Following is general active attacks for replicating:

  1. Packet Modification:
    • Replicate an attacker to modify the packet content.
  2. Packet Injection:
    • Launch fake packets for interrupting the interaction.
  3. Routing Attacks:
    • Blackhole attack: It helps to lose the packets.
    • Wormhole attack: Transmit traffic via malicious nodes.
  4. DoS/DDoS:
    • Overflow a target including excessive packets.
  1. Define Network Topology
  • We should make a network topology including legitimate nodes and attacker nodes.
  • For instances:
    • Source (n0): Transmits the data.
    • Destination (n1): It obtains information.
    • Attacker (n2): It supports to intercepts/modifies/disrupts the traffic.
  1. Implement Active Attacks
  2. Packet Modification Attack

Fine-tune NS2 agents’ behavior for modifying the packet data.

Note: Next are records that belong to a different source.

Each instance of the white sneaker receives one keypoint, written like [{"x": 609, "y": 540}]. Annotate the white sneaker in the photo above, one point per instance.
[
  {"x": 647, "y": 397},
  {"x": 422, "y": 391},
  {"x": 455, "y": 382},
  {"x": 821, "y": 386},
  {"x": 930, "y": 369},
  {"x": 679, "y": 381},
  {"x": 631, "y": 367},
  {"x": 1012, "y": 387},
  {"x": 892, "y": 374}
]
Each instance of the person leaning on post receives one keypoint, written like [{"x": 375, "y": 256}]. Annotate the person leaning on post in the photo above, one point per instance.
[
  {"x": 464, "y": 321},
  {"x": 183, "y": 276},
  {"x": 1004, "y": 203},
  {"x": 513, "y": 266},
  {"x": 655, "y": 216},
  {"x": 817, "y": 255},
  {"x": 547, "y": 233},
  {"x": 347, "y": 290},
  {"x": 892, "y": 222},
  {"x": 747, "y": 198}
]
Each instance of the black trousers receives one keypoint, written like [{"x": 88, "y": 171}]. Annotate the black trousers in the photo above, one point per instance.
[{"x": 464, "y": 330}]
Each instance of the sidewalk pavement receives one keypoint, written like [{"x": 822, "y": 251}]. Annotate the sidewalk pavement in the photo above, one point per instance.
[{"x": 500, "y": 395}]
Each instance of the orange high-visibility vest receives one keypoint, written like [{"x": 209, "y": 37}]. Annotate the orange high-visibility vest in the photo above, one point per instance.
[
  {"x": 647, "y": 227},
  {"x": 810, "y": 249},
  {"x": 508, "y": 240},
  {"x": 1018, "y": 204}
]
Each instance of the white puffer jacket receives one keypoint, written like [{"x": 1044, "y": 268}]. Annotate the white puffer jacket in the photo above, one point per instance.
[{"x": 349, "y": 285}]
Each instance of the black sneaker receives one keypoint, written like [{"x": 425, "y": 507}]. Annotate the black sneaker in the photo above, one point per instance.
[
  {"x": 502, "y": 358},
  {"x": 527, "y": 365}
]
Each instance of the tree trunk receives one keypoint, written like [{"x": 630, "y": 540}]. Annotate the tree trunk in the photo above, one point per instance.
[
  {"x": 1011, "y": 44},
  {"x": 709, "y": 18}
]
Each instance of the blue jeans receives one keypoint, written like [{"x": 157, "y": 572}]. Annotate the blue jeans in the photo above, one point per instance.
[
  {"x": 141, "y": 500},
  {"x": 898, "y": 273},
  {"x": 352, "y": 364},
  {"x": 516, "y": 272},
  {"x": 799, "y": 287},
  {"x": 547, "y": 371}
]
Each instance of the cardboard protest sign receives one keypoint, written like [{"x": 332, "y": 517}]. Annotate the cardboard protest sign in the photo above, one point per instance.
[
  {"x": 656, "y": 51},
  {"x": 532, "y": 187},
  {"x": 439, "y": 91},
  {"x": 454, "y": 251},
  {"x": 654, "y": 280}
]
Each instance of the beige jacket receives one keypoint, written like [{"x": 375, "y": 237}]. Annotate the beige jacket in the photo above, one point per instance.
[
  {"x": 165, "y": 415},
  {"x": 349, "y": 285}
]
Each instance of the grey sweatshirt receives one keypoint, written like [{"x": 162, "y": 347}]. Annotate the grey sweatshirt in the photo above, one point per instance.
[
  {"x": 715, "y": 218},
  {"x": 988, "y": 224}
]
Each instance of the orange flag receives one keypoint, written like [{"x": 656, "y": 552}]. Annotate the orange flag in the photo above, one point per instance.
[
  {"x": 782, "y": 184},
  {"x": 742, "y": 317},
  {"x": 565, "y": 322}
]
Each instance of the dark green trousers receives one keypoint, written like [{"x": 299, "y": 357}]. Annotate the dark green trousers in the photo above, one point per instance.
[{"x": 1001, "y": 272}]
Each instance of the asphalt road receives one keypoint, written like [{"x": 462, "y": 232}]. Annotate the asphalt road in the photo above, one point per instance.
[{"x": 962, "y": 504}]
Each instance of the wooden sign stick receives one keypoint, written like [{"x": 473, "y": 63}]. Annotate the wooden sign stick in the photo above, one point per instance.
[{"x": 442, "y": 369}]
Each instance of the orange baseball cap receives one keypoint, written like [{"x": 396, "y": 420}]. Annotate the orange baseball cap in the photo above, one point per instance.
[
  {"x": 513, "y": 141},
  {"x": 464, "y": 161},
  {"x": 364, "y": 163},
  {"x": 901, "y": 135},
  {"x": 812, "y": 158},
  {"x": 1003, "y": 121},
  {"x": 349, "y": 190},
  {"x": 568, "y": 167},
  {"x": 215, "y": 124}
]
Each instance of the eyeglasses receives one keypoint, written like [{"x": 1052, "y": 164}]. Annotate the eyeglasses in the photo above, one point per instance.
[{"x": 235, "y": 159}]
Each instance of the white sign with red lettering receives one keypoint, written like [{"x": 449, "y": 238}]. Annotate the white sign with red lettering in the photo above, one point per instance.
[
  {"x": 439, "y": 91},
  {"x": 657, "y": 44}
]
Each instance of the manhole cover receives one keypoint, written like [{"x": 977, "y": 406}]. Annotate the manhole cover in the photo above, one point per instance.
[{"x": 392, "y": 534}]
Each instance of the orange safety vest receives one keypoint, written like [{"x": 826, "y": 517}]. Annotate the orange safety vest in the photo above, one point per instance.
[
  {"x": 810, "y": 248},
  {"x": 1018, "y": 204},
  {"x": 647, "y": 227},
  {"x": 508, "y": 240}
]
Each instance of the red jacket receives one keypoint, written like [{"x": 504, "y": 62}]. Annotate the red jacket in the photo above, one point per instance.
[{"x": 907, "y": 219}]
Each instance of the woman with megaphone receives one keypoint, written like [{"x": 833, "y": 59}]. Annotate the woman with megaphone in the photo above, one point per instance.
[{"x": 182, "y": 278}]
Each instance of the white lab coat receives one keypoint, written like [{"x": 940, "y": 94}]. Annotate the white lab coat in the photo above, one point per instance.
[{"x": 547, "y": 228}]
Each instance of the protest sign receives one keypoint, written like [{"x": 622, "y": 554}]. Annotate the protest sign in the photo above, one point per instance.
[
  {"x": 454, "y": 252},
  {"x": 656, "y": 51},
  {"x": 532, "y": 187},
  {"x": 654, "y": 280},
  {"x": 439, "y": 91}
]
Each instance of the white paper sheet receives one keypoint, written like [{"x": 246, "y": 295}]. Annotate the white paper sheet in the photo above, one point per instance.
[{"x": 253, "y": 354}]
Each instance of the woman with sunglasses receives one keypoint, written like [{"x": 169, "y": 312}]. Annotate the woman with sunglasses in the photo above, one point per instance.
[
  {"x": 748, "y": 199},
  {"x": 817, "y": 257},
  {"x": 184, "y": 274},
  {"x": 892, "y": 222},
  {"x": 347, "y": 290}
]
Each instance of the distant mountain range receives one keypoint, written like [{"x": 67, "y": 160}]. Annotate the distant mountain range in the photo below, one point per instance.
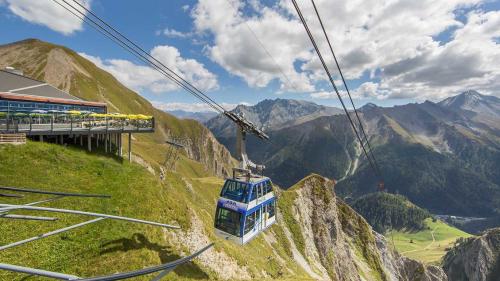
[
  {"x": 442, "y": 156},
  {"x": 201, "y": 117}
]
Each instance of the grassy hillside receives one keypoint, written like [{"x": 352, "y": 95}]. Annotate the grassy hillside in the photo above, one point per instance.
[
  {"x": 428, "y": 245},
  {"x": 385, "y": 211},
  {"x": 67, "y": 70},
  {"x": 111, "y": 246}
]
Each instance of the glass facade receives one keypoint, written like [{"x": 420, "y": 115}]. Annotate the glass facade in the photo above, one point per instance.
[
  {"x": 228, "y": 221},
  {"x": 28, "y": 106}
]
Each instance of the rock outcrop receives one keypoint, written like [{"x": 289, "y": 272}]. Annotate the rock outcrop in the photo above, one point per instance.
[
  {"x": 475, "y": 258},
  {"x": 337, "y": 243}
]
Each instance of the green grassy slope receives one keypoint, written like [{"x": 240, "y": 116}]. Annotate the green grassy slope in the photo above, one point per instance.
[
  {"x": 82, "y": 78},
  {"x": 421, "y": 246},
  {"x": 111, "y": 246}
]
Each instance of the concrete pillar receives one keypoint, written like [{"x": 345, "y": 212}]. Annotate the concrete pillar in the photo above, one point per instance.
[
  {"x": 89, "y": 142},
  {"x": 106, "y": 143},
  {"x": 111, "y": 136},
  {"x": 120, "y": 148},
  {"x": 129, "y": 147}
]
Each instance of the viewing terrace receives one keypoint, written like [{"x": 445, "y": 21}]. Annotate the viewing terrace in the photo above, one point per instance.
[{"x": 73, "y": 122}]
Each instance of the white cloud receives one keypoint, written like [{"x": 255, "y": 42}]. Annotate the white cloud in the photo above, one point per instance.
[
  {"x": 48, "y": 13},
  {"x": 236, "y": 49},
  {"x": 140, "y": 77},
  {"x": 395, "y": 41},
  {"x": 191, "y": 107},
  {"x": 172, "y": 33}
]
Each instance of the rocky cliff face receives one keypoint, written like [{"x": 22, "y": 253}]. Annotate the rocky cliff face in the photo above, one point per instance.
[
  {"x": 332, "y": 242},
  {"x": 475, "y": 259}
]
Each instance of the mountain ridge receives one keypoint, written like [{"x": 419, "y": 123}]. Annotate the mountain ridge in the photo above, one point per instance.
[{"x": 68, "y": 71}]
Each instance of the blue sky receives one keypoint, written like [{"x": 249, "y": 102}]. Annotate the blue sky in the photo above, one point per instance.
[{"x": 392, "y": 52}]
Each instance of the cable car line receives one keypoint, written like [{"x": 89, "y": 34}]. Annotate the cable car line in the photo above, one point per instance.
[
  {"x": 244, "y": 124},
  {"x": 137, "y": 54},
  {"x": 348, "y": 92},
  {"x": 325, "y": 67},
  {"x": 267, "y": 52},
  {"x": 147, "y": 54}
]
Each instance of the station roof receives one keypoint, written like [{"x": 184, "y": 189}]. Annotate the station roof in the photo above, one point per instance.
[{"x": 18, "y": 87}]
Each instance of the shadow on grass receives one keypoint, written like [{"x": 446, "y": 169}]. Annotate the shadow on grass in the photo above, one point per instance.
[{"x": 139, "y": 241}]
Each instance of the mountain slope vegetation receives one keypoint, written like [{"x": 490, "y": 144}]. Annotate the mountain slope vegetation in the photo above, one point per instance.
[
  {"x": 305, "y": 244},
  {"x": 438, "y": 155},
  {"x": 385, "y": 211},
  {"x": 67, "y": 70}
]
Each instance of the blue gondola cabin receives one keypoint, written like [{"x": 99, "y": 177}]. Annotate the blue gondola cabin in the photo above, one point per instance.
[{"x": 245, "y": 208}]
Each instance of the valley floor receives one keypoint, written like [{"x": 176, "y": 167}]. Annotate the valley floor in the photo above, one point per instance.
[{"x": 428, "y": 245}]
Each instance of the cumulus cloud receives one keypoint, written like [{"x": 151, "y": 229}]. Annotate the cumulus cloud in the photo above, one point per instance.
[
  {"x": 237, "y": 50},
  {"x": 47, "y": 13},
  {"x": 395, "y": 42},
  {"x": 172, "y": 33},
  {"x": 140, "y": 77},
  {"x": 190, "y": 107}
]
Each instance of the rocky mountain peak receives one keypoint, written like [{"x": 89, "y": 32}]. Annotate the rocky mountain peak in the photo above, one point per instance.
[{"x": 337, "y": 242}]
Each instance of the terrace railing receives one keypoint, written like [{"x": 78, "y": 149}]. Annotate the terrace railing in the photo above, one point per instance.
[{"x": 69, "y": 123}]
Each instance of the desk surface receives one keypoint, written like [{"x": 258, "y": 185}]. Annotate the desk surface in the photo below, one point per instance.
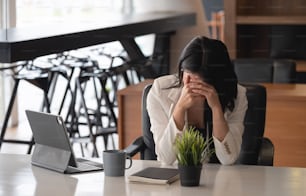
[
  {"x": 30, "y": 42},
  {"x": 18, "y": 177}
]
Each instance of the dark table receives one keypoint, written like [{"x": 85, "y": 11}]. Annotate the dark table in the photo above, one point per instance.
[{"x": 27, "y": 43}]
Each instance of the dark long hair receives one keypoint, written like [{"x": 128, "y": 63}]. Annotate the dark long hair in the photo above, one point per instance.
[{"x": 210, "y": 59}]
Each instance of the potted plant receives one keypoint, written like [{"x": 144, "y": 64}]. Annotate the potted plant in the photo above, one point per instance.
[{"x": 192, "y": 150}]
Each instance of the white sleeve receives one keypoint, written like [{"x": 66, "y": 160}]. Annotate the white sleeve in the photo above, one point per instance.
[
  {"x": 163, "y": 126},
  {"x": 228, "y": 150}
]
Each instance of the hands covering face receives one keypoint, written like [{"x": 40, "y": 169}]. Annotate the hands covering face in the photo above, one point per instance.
[{"x": 195, "y": 90}]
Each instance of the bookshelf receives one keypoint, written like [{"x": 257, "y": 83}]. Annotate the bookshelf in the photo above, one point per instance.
[{"x": 249, "y": 25}]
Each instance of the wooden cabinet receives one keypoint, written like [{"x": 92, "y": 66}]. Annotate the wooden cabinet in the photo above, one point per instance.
[
  {"x": 250, "y": 26},
  {"x": 285, "y": 123}
]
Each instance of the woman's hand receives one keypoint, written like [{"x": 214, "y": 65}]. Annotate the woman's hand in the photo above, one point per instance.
[
  {"x": 206, "y": 91},
  {"x": 189, "y": 97}
]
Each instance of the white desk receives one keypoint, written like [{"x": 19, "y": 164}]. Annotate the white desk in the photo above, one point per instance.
[{"x": 18, "y": 177}]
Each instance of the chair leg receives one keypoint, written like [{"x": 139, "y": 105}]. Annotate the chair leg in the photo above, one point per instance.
[
  {"x": 79, "y": 87},
  {"x": 8, "y": 112}
]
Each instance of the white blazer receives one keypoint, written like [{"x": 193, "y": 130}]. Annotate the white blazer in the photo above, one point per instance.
[{"x": 160, "y": 105}]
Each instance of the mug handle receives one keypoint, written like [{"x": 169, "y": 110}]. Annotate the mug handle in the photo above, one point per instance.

  • Example in C++ (udp.cc):

void AttackerNode::recv(Packet *p) {

hdr_ip* iph = hdr_ip::access(p);

if (iph->daddr() == victim_ip) {

modifyPacket(p); // Custom function to modify packet content

}

forwardPacket(p); // Forward packet after modification

}

  • In TCL:

set attacker [$ns node]

set victim [$ns node]

set sink [new Agent/Null]

$ns attach-agent $victim $sink

  1. Blackhole Attack
  1. We can set up the attacker node, losing packets.
  2. TCL Execution:

proc blackhole {node packet} {

# Drop all incoming packets

if {[$node id] == “attacker”} {

drop $packet

}

}

  1. Connect to attacker node:

$ns at 1.0 “$attacker drop all”

  1. Replay Attack

Rerun the intercepted packets attack for interrupting interaction.

  • TCL Implementation:

set replay [new Application/Traffic/CBR]

$replay set packetSize_ 512

$replay set interval_ 0.01

$replay attach-agent $attacker

$ns at 2.0 “$replay start”

  1. Wormhole Attack
  1. Configure a tunnel among two malicious nodes.
  2. Transmit packets via the tunnel using wormhole attacks:

proc wormhole {src dst packet} {

if {[$src id] == “wormhole1” && [$dst id] == “wormhole2”} {

forward $packet through $wormhole_link

}

}

  1. Analyze Results
  • For analysis, we can utilise the trace file that are created by NS2 environment:
    • Example for straining the packets lost:

awk ‘/drop/’ trace.tr > dropped_packets.log

  • We will need to envision the performance indicators such as:
    • Throughput, latency, and packet loss to leverage Gnuplot tool.
  1. Simulate Defense Mechanisms
  • Execute the countermeasures of defense strategies for identifying and moderating attacks.
  • Example defense: Intrusion Detection System (IDS).

set ids [new IDS]

$ids set threshold_ 100

$ids monitor $victim

Example TCL Script: Blackhole Attack

# Create a simple topology

set ns [new Simulator]

set tracefile [open blackhole.tr w]

$ns trace-all $tracefile

# Define nodes

set src [$ns node]

set dest [$ns node]

set attacker [$ns node]

# Create links

$ns duplex-link $src $dest 1Mb 10ms DropTail

$ns duplex-link $attacker $dest 1Mb 10ms DropTail

# Attach TCP agents

set tcp [new Agent/TCP]

$ns attach-agent $src $tcp

set sink [new Agent/TCPSink]

$ns attach-agent $dest $sink

$ns connect $tcp $sink

# Configure attacker to drop packets

proc blackhole {node packet} {

if {[$node id] == “attacker”} {

drop $packet

}

}

$ns at 1.0 “blackhole $attacker”

# Start simulation

$ns at 0.5 “$tcp start”

$ns at 5.0 “finish”

proc finish {} {

global ns tracefile

$ns flush-trace

close $tracefile

exit 0

}

$ns run

Tools and Resources

  • Wireshark: Examine the traffic for lost/modified packets utilising Wireshark tool.
  • Gnuplot: It is helps to envision the effect of attack on the network.
  • NS2 Documentation: For custom attack logic, we can know about the altering NS2 core.

Through this approach, we successfully covered concept on how to start and accomplish the Active Attacks Projects simulation by using NS2 simulation environment. You can customize according to the requirements. If you any doubts about this project, we will guide you through another simulation.